Karo Penmas Divisi Humas Polri, Brigjen Pol Ahmad Ramadhan mengatakan bahwa pelaku aktif menyiarkan propaganda tentang berjihad di media sosial, khususnya Facebook.

“Melakukan propaganda di media sosial dengan cara memberikan motivasi untuk berjihad dan menyerukan agar bersatu dalam tujuan berjihad melalui Facebook,” ungkap Ahmad Ramadhan dalam keterangannya, dikutip Selasa 15 Agustus 2023.

Selain itu, Ahmad Ramadhan juga menyebutkan DE merupakan salah satu pendukung dari Islamic State of Iraq and Syria (ISIS) yang kerap aktif di media sosial.

Seruan propaganda tersebut dikirim dalam bentuk poster, teks, hingga pembaruan baiat dalam bentuk bahasa Arab.

“Mengirimkan sebuah postingan Facebook berupa poster digital berisikan teks pembaruan baiat dalam bentuk bahasa arab dan bahasa Indonesia kepada pemimpin Islamic State yaitu Abu Al Husain Al Husaini Al Quraysi,” katanya.

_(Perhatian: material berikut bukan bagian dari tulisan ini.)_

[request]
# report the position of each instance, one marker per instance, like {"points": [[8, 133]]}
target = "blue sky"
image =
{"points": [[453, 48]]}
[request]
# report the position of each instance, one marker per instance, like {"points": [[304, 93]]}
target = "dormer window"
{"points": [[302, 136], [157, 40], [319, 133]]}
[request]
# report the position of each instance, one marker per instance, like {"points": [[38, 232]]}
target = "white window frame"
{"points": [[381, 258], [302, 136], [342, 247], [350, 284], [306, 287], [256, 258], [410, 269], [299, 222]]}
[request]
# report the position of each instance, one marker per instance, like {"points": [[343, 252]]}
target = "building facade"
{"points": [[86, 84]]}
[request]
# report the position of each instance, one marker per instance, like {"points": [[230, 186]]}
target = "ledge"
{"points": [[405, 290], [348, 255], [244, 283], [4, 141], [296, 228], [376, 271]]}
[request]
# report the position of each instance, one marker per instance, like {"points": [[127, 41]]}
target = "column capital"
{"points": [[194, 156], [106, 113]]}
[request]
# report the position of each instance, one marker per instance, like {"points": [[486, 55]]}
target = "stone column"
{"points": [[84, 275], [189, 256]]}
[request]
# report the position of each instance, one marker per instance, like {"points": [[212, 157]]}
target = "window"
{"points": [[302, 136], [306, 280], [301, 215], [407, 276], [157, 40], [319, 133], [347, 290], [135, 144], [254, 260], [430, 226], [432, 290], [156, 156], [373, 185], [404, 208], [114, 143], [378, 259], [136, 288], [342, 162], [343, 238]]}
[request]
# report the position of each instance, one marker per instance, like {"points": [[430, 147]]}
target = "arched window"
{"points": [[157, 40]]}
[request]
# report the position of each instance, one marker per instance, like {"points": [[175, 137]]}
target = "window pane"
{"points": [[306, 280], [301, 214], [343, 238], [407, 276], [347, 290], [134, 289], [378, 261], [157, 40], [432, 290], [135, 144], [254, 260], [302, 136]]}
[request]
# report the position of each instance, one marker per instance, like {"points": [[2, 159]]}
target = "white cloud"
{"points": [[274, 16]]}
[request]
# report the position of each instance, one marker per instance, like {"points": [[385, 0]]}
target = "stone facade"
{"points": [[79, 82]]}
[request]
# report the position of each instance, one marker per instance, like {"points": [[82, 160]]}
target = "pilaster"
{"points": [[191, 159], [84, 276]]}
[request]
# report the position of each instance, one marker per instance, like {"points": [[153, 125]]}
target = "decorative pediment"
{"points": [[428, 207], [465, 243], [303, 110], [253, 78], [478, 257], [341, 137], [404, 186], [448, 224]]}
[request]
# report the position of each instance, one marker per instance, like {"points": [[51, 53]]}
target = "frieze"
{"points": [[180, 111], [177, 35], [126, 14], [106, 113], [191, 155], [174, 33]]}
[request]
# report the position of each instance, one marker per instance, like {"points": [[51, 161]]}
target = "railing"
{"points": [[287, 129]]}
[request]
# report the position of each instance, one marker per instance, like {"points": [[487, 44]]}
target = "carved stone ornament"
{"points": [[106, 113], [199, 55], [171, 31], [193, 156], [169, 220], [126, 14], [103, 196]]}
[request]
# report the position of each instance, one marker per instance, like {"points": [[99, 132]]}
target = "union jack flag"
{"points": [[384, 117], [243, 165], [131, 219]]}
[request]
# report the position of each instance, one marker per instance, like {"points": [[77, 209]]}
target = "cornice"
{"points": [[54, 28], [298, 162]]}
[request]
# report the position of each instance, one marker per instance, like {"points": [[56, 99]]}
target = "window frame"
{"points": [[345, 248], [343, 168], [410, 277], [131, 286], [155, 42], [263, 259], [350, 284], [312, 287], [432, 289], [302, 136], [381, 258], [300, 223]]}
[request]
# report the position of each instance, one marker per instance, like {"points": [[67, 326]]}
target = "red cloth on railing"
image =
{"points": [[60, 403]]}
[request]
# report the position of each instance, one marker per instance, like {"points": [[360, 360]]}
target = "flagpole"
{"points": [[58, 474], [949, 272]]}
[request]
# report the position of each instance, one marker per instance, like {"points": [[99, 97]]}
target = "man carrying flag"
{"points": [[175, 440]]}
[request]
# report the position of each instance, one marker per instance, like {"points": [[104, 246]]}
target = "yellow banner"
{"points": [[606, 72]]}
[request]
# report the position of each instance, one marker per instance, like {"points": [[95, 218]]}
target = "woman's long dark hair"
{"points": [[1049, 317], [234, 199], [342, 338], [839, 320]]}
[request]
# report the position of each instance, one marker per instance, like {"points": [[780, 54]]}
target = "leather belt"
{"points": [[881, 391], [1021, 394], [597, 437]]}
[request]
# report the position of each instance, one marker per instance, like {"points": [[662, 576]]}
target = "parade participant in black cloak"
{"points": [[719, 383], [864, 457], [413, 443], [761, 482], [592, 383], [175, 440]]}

Mengetahui karyawannya terafiliasi teroris ISIS, PT Kereta Api Indonesia (Persero) atau KAI menyatakan siap bekerja sama dengan Kepolisian Negara Republik Indonesia (Polri).

KAI menghargai proses hukum yang sedang berjalan dan akan mendukung berbagai upaya dalam memberantas praktik terorisme.

“Kami siap bekerja sama dengan pihak berwenang terkait isu tersebut,” kata EVP of Corporate Secretary KAI Raden Agus Dwinanto Budiadji melalui keterangannya di Jakarta, Senin.

Agus mengatakan KAI tidak menoleransi tindakan yang bertentangan dengan hukum, terlebih pada kasus terorisme. Manajemen KAI akan menindak secara tegas karyawannya jika terbukti terlibat dalam kasus terorisme.

“KAI berkomitmen untuk turut memberantas kejahatan terorisme di lingkungan perusahaan dengan terus mengingatkan seluruh jajaran mengenai integritas dan nasionalisme serta melakukan peningkatan pengawasan oleh fungsi terkait,” kata dia.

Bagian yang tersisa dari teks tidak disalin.